On The Shore Of Life And Death
Sanctuary Asia|June 2018

In the cool wet sand at my feet, an olive Ridley hatchling lies upturned, unmoving. The pale yellow of its underbelly is exposed to the harsh morning sun, to the ghost crabs plucking delicately at the eyes of its many dead conspecifics, to the murder of crows gorging on unhatched eggs nearby.

Pranav Capila
On The Shore Of Life And Death

Just six metres away the sea roars encouragement, beckons with effervescent fingers. The hatchling tilts its head, stirs from its stupor. Its right fore flipper extends towards the sky, its neck arches upwards and backwards, and with a supreme effort it rolls right side up. Then it moves towards the tide. Pulling with fore flippers, pushing with hind. The same determined crawl that has advanced it across the epochs.

FITTER THAN THE DINOS

I am in the Ganjam district of Odisha, at Gokharkuda beach near the Rushikulya river mouth: one of the largest olive Ridley sea turtle nesting sites in the world. About 50 volunteers have been aggregated here this mid-April morning, for the 'Emergency Reponse for Olive Ridley Hatchlings', organised by Wildlife Trust of India and the International Fund for Animal Welfare (IFAW-WTI) in concert with the Odisha Forest Department.

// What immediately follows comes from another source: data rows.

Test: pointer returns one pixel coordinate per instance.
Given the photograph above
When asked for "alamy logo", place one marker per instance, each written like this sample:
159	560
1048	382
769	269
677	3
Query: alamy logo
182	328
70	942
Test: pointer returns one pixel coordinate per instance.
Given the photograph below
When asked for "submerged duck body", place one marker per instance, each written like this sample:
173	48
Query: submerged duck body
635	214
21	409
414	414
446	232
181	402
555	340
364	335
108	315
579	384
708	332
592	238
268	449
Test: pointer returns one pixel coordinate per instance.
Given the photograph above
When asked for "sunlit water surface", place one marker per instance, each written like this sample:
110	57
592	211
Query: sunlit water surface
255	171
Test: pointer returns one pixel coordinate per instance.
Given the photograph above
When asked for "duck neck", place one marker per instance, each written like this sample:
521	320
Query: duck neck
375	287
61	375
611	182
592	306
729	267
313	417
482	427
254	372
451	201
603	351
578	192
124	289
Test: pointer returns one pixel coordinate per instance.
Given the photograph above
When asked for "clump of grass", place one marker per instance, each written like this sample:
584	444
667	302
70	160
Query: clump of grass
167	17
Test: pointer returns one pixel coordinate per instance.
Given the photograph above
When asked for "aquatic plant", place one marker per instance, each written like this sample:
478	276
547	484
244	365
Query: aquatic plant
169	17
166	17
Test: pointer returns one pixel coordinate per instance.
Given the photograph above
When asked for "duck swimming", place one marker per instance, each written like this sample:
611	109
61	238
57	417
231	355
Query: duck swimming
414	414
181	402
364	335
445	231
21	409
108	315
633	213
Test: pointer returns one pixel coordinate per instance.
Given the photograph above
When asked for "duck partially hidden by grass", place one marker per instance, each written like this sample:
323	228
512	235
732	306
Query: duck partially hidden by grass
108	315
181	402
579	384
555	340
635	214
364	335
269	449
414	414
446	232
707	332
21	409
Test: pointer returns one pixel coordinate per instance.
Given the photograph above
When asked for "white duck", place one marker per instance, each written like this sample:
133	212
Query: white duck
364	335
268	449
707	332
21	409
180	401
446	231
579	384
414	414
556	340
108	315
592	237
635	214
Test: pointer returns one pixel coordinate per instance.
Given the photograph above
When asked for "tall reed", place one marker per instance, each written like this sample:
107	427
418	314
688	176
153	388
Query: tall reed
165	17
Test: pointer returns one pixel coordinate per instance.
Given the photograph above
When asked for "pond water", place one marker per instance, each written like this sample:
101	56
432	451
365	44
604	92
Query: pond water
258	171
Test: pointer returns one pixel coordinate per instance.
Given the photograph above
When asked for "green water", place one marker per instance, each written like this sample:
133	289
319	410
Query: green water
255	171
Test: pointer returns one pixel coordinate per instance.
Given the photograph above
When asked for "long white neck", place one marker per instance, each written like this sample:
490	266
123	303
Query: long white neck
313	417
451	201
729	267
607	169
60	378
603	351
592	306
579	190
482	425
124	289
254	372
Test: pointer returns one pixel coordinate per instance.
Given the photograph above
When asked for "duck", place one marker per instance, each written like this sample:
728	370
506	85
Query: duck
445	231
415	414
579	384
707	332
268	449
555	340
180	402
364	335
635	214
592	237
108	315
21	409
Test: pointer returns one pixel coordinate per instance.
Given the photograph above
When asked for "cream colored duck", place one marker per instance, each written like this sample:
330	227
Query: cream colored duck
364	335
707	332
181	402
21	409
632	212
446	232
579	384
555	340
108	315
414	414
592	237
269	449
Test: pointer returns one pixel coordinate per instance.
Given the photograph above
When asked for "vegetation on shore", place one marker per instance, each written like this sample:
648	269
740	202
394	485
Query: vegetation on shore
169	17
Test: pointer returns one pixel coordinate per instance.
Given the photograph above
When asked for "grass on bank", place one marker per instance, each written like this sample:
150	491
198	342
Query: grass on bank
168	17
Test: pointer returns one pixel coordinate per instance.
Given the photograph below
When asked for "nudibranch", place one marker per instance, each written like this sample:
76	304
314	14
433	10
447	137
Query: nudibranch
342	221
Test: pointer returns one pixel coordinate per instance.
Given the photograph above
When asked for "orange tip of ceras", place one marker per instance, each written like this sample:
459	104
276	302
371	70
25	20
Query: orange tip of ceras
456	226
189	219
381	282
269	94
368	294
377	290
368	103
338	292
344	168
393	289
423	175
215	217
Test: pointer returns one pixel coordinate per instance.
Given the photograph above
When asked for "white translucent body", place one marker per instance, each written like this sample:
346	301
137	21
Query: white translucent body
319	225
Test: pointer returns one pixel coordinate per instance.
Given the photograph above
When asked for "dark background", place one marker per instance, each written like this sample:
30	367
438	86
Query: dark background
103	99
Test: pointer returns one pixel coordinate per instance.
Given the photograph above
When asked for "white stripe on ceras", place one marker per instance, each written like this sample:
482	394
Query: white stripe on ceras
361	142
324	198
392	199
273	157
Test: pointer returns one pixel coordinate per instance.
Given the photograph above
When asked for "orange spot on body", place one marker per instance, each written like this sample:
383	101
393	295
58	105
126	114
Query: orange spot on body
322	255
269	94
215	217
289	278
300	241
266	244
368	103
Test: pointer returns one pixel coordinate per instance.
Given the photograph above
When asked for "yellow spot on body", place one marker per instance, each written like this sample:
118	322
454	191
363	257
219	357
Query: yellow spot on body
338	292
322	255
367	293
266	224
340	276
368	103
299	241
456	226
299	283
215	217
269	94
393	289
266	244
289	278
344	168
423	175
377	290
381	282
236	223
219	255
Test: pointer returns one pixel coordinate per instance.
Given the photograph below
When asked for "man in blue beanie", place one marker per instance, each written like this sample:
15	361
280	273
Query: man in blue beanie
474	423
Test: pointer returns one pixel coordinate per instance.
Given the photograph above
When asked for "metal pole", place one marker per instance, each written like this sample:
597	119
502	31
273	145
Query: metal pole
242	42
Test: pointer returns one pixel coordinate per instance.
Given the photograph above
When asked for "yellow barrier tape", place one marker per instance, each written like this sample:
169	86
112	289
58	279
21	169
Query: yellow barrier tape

Ideally, we wouldn't be needed.

Sea turtles have, after all, withstood the planet's vicissitudes for well over a hundred million years. (The oldest known sea turtle fossil is that of Desmatochelys padillai, an Early Cretaceous species that lived about 120 million years ago.) Ancestral sea turtles brushed off the CretaceousPaleogene mass extinction that wiped out non-avian dinosaurs along with three-fourths of all plant and animal species some 66 million years ago. And we evolutionary noobs, not even haplorrhines when ol' Chicxulub shivered the Earth, now have to help these ancient creatures survive!

In an ideal world we wouldn't be needed. But six of the seven extant sea turtle species are now threatened with extinction according to the IUCN's Red List. Some are deemed 'Critically Endangered'. Even Lepidochelys olivacea, the olive Ridley, understood to be the most abundant sea turtle species, has been declared 'Vulnerable'.